Top Turkish bank sells bad loans for 5% of value
Yapı Kredi bank, the fourth-largest listed bank in Turkey, sold 500.8 million liras ($123 million) of non-performing loans at 5.6 percent of book value.
The size of the discount put on the bad loans, sold to debt collectors including Sümer Varlık and Hayat Varlık, may indicate the financial stress banks, Turkish corporates and consumers are under after the lira sank against the dollar and inflation surged into double figures and remained there.
Yapı Kredi, owned by leading Turkish conglomerate Koç Holding, said the loans it sold were in arrears. It didn’t provide any further details in a statement to the Istanbul Stock Exchange on Friday.
Some Turkish companies are struggling to repay their debts after government stimulus measures widened the current account deficit to almost 6 percent of economic output. Concerns that Turkey’s economy is overheating have pushed the lira to a record low against the dollar and led to a surge in interest rates charged by banks to consumers and businesses. Turkish President Recep Tayyip Erdoğan called snap elections last week for June 24, citing economic factors and the war in neigbouring Syria.
Turkish banks commonly sell swathes of non-performing loans to debt collecting agencies to improve their balance sheets and profitability.
Non-performing loans in Turkey, or lending that is more than three months in arrears, stood at 2.9 percent in February.

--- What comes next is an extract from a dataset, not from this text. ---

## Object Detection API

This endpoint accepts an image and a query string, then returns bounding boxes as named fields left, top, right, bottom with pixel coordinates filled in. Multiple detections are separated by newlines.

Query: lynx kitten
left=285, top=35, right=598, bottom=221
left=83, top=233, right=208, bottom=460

The ratio reached a high of 17 percent in January 2003, following a financial crisis, and a low of 2.7 percent in June 2012.
As well as selling off the debt, Turkish banks tend to work with companies and consumers to restructure and extend the repayment periods of loans rather than classify them as non-performing, meaning that data may not reflect the true picture of financial problems in the industry.